On 28 June 1934 Hugo Hirst was made 1st Baron Hirst, of Witton. He was the only person to have this title, which was made extinct on 22 January 1943 upon Hugo's death.

==Industry==
Like the rest of Birmingham, Witton was heavily industrialised. The area was the base of industrial company IMI plc. The company was responsible for construction a conveyor next to Witton Brook and dredging the brook in from 1922 to 1929. The conveyor was dismantled in 1943. On 13 November 1929, a waste lime main pipe installed by IMI became dislodged at Lovett's point and slid six to twelve feet downstream. In 2003, IMI moved from the Witton site to new headquarters close to Birmingham Airport.

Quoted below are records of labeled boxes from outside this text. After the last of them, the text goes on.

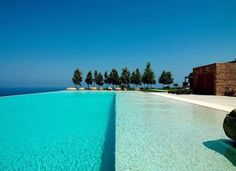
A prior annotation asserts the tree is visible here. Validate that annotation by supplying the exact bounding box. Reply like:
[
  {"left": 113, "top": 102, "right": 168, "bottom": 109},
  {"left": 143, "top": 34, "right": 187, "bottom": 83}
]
[
  {"left": 159, "top": 71, "right": 174, "bottom": 88},
  {"left": 109, "top": 68, "right": 120, "bottom": 87},
  {"left": 173, "top": 83, "right": 179, "bottom": 88},
  {"left": 120, "top": 67, "right": 130, "bottom": 88},
  {"left": 93, "top": 70, "right": 98, "bottom": 85},
  {"left": 130, "top": 72, "right": 135, "bottom": 87},
  {"left": 85, "top": 71, "right": 93, "bottom": 87},
  {"left": 72, "top": 69, "right": 82, "bottom": 87},
  {"left": 104, "top": 71, "right": 110, "bottom": 87},
  {"left": 142, "top": 62, "right": 156, "bottom": 86},
  {"left": 134, "top": 68, "right": 141, "bottom": 86},
  {"left": 96, "top": 72, "right": 104, "bottom": 86}
]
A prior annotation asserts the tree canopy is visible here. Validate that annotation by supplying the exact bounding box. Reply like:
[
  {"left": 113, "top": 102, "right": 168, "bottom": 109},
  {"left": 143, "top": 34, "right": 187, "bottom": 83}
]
[
  {"left": 142, "top": 62, "right": 156, "bottom": 85},
  {"left": 96, "top": 72, "right": 104, "bottom": 86},
  {"left": 159, "top": 71, "right": 174, "bottom": 87},
  {"left": 93, "top": 70, "right": 98, "bottom": 84},
  {"left": 120, "top": 67, "right": 130, "bottom": 87},
  {"left": 104, "top": 71, "right": 110, "bottom": 85},
  {"left": 72, "top": 69, "right": 82, "bottom": 86},
  {"left": 85, "top": 71, "right": 93, "bottom": 86},
  {"left": 109, "top": 68, "right": 120, "bottom": 86}
]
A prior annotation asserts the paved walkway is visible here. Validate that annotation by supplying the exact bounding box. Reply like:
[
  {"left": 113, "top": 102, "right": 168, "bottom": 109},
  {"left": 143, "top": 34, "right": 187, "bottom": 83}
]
[{"left": 150, "top": 93, "right": 236, "bottom": 112}]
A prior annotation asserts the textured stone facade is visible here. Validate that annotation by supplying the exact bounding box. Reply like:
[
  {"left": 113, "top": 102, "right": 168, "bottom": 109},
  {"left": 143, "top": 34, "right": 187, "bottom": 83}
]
[{"left": 191, "top": 61, "right": 236, "bottom": 95}]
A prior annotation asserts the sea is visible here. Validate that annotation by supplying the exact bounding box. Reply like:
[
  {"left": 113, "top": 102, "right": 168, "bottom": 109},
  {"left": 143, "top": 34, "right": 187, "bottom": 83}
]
[{"left": 0, "top": 87, "right": 66, "bottom": 96}]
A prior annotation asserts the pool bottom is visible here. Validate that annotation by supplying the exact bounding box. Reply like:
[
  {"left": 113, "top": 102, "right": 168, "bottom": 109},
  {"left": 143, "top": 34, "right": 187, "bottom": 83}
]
[
  {"left": 0, "top": 92, "right": 115, "bottom": 170},
  {"left": 116, "top": 93, "right": 236, "bottom": 171}
]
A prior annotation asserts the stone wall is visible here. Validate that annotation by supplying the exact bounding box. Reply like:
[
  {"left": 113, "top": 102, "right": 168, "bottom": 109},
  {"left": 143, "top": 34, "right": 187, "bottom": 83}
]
[
  {"left": 215, "top": 63, "right": 236, "bottom": 95},
  {"left": 192, "top": 64, "right": 216, "bottom": 94}
]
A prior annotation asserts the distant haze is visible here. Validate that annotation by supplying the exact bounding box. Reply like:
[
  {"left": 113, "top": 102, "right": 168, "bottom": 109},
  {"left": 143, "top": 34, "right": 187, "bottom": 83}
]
[{"left": 0, "top": 0, "right": 236, "bottom": 87}]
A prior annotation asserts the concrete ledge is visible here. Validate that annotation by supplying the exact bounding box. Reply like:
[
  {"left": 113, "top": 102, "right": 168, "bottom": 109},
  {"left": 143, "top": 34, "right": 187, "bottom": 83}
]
[
  {"left": 66, "top": 87, "right": 76, "bottom": 91},
  {"left": 150, "top": 93, "right": 236, "bottom": 112}
]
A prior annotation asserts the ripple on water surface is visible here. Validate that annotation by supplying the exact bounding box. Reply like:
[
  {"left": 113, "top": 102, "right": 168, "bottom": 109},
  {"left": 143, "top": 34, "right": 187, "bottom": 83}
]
[{"left": 116, "top": 93, "right": 236, "bottom": 171}]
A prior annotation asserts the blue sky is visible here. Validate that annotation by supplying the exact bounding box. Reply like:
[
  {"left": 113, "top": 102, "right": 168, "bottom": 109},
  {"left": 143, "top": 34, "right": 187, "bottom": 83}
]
[{"left": 0, "top": 0, "right": 236, "bottom": 87}]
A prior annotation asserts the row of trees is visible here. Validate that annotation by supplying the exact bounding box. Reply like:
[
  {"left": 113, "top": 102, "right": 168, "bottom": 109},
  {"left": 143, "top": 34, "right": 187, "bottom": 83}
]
[{"left": 72, "top": 62, "right": 173, "bottom": 88}]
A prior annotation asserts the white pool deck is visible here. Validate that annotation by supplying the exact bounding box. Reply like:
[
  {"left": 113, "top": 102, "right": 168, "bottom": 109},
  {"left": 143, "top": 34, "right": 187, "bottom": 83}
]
[{"left": 150, "top": 93, "right": 236, "bottom": 112}]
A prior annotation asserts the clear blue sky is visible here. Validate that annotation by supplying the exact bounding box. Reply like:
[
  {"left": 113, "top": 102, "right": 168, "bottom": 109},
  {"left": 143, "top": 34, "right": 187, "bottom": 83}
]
[{"left": 0, "top": 0, "right": 236, "bottom": 87}]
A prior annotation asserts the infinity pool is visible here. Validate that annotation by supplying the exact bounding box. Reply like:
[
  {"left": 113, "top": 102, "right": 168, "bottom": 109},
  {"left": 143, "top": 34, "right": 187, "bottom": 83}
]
[
  {"left": 0, "top": 91, "right": 236, "bottom": 171},
  {"left": 0, "top": 92, "right": 115, "bottom": 170},
  {"left": 116, "top": 93, "right": 236, "bottom": 171}
]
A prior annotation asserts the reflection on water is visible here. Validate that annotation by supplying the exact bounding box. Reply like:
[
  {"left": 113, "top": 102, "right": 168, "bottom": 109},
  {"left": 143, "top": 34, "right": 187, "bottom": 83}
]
[{"left": 203, "top": 139, "right": 236, "bottom": 166}]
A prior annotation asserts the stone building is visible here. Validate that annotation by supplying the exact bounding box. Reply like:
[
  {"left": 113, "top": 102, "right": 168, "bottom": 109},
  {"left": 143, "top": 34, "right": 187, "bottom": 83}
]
[{"left": 190, "top": 61, "right": 236, "bottom": 96}]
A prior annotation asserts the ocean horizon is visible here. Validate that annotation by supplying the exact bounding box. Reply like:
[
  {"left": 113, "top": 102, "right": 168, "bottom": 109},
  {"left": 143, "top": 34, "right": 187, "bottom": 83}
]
[{"left": 0, "top": 87, "right": 66, "bottom": 97}]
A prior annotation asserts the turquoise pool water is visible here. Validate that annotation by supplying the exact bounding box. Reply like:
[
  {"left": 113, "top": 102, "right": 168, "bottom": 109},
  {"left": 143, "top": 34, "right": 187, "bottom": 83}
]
[
  {"left": 116, "top": 93, "right": 236, "bottom": 171},
  {"left": 0, "top": 92, "right": 115, "bottom": 170},
  {"left": 0, "top": 91, "right": 236, "bottom": 171}
]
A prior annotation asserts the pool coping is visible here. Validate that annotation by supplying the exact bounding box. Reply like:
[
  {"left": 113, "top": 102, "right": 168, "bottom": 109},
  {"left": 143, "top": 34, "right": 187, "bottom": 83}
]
[{"left": 149, "top": 93, "right": 234, "bottom": 112}]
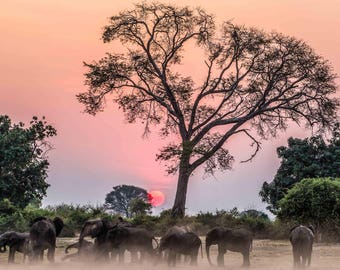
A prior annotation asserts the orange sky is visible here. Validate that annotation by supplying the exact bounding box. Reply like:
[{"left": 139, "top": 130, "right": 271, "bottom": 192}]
[{"left": 0, "top": 0, "right": 340, "bottom": 212}]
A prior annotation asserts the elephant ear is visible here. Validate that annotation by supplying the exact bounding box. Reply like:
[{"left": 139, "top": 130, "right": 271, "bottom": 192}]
[
  {"left": 53, "top": 217, "right": 64, "bottom": 236},
  {"left": 29, "top": 217, "right": 47, "bottom": 227},
  {"left": 289, "top": 225, "right": 300, "bottom": 233},
  {"left": 308, "top": 224, "right": 315, "bottom": 234}
]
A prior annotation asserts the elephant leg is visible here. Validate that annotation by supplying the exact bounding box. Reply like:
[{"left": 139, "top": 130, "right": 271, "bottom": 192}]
[
  {"left": 242, "top": 249, "right": 250, "bottom": 267},
  {"left": 168, "top": 250, "right": 177, "bottom": 266},
  {"left": 47, "top": 246, "right": 55, "bottom": 262},
  {"left": 190, "top": 250, "right": 198, "bottom": 266},
  {"left": 38, "top": 249, "right": 44, "bottom": 261},
  {"left": 217, "top": 244, "right": 226, "bottom": 266},
  {"left": 293, "top": 247, "right": 300, "bottom": 267},
  {"left": 118, "top": 249, "right": 125, "bottom": 263},
  {"left": 8, "top": 247, "right": 16, "bottom": 263},
  {"left": 130, "top": 250, "right": 138, "bottom": 263}
]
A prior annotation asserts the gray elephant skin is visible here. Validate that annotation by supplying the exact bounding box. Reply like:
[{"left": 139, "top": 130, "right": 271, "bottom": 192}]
[
  {"left": 159, "top": 227, "right": 203, "bottom": 266},
  {"left": 107, "top": 226, "right": 158, "bottom": 263},
  {"left": 205, "top": 227, "right": 253, "bottom": 267},
  {"left": 62, "top": 239, "right": 95, "bottom": 261},
  {"left": 289, "top": 225, "right": 314, "bottom": 267},
  {"left": 0, "top": 231, "right": 29, "bottom": 263},
  {"left": 78, "top": 219, "right": 117, "bottom": 260},
  {"left": 29, "top": 217, "right": 64, "bottom": 262}
]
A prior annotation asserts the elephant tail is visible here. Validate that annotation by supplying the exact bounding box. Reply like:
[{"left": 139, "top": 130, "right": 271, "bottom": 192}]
[
  {"left": 152, "top": 237, "right": 159, "bottom": 250},
  {"left": 65, "top": 242, "right": 79, "bottom": 253},
  {"left": 53, "top": 217, "right": 64, "bottom": 236},
  {"left": 205, "top": 241, "right": 214, "bottom": 266}
]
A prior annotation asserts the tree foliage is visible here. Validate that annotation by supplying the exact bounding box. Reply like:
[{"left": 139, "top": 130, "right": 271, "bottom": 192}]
[
  {"left": 77, "top": 2, "right": 339, "bottom": 216},
  {"left": 105, "top": 185, "right": 148, "bottom": 218},
  {"left": 0, "top": 115, "right": 57, "bottom": 208},
  {"left": 260, "top": 125, "right": 340, "bottom": 214},
  {"left": 129, "top": 198, "right": 152, "bottom": 216},
  {"left": 278, "top": 178, "right": 340, "bottom": 228}
]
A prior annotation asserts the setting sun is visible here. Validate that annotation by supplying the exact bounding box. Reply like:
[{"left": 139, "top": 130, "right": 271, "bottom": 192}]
[{"left": 148, "top": 190, "right": 165, "bottom": 207}]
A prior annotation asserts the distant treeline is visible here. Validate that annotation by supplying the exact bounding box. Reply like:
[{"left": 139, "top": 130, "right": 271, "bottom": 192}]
[{"left": 0, "top": 200, "right": 340, "bottom": 242}]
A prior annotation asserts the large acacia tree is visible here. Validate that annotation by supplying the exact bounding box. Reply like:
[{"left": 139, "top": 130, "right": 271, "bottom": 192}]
[{"left": 77, "top": 3, "right": 339, "bottom": 216}]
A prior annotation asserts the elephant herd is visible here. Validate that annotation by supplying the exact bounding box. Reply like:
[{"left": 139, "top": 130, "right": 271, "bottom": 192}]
[{"left": 0, "top": 217, "right": 314, "bottom": 267}]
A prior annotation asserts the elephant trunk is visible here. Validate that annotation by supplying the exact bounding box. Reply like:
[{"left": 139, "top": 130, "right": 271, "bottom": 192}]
[
  {"left": 205, "top": 238, "right": 214, "bottom": 266},
  {"left": 0, "top": 237, "right": 7, "bottom": 253},
  {"left": 0, "top": 245, "right": 7, "bottom": 253}
]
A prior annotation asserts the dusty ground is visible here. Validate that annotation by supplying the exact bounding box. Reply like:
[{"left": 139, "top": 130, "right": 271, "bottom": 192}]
[{"left": 0, "top": 238, "right": 340, "bottom": 270}]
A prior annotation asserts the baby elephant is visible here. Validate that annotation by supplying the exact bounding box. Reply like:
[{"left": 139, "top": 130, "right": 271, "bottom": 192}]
[
  {"left": 159, "top": 232, "right": 203, "bottom": 266},
  {"left": 0, "top": 231, "right": 29, "bottom": 263},
  {"left": 289, "top": 225, "right": 314, "bottom": 267}
]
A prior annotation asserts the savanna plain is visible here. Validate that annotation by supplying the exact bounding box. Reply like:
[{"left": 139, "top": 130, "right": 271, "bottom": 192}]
[{"left": 0, "top": 238, "right": 340, "bottom": 270}]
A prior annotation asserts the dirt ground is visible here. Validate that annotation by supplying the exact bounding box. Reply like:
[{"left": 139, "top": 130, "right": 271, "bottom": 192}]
[{"left": 0, "top": 238, "right": 340, "bottom": 270}]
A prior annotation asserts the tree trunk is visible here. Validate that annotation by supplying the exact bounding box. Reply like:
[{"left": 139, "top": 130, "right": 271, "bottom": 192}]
[
  {"left": 172, "top": 172, "right": 189, "bottom": 218},
  {"left": 172, "top": 155, "right": 191, "bottom": 218}
]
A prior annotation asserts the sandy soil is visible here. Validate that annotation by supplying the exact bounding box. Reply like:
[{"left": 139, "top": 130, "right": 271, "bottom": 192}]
[{"left": 0, "top": 238, "right": 340, "bottom": 270}]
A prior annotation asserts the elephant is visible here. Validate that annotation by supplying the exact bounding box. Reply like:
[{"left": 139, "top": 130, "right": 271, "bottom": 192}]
[
  {"left": 158, "top": 227, "right": 203, "bottom": 266},
  {"left": 107, "top": 226, "right": 158, "bottom": 263},
  {"left": 29, "top": 217, "right": 64, "bottom": 262},
  {"left": 62, "top": 239, "right": 94, "bottom": 261},
  {"left": 78, "top": 219, "right": 118, "bottom": 260},
  {"left": 0, "top": 231, "right": 29, "bottom": 263},
  {"left": 289, "top": 225, "right": 314, "bottom": 267},
  {"left": 205, "top": 227, "right": 253, "bottom": 267}
]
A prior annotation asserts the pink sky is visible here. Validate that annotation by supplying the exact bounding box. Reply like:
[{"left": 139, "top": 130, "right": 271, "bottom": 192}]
[{"left": 0, "top": 0, "right": 340, "bottom": 213}]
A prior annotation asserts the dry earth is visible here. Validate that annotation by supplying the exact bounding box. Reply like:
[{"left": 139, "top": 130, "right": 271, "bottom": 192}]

The General Electric Co. Ltd. (GEC) acquired land at Witton in 1899 and established an engineering works in 1901, together with houses for its workers. By the time of Edward, Prince of Wales visit on 12 June 1923, the factory site extended to 130 acre. The main engineering works and administration block fronted Electric Avenue; adjoining were works for switchgear, standard motors, small motors and fans, batteries, moulded insulation and lamp black, and at the rear a foundry producing castings. The main factory made the turbo-alternators for the Nechells A power station. Across the Tame Valley canal were extensive playing fields for employees' sports teams, allotments and the "Magnet" social club with its theatre and dancing hall, billiards room, gymnasium and boxing ring. At one time, the company was employing 18,000 people on the site. By 1927, London Aluminium was employing 400 people at its works in Witton.

==Places of interest==
Other notable features of Witton are Witton Cemetery, Witton Lakes, the River Tame, the remains of Witton Hall and Witton railway station. The Birmingham Bulldogs rugby team's training ground is also based on Moor Lane in Witton. Witton Centre is the shopping area for Witton, featuring independent traders. Refurbishment of the shops was carried out in the 1980s under the City Council's Inner City Partnership Programme, although by the late 1990s, shops were beginning to show signs of need of further investment. The quality of the environment in Witton is poor with heavy traffic flows, poor parking and servicing arrangements. There are a number of buildings here which reflect the Victorian and Edwardian legacy of Aston, with the Aston Hotel possibly the most well-known local landmark. In some cases, however, the character and architectural quality of these buildings has been disrupted by modern signage and shop front design.

==Flooding==
On 15 June 2007, parts of Witton were flooded as a result of heavy rainfall causing the River Tame to burst its banks. Residents of 300 homes in the Brookvale Road area were sent advice by the city council on dealing with the clean-up and cost of the floods. Parts of the area were evacuated as a precautionary measure. Residents were encouraged to evacuate to Great Barr Leisure Centre, in Great Barr where Birmingham City Council was staffing a rest centre. The majority of people chose to remain at home. Roads affected were Brookvale Road, Tame Road, Deykin Avenue and Brantley Road. The river threatened to flood for a second time when the water level rose to within 8 in of the top of the river bank.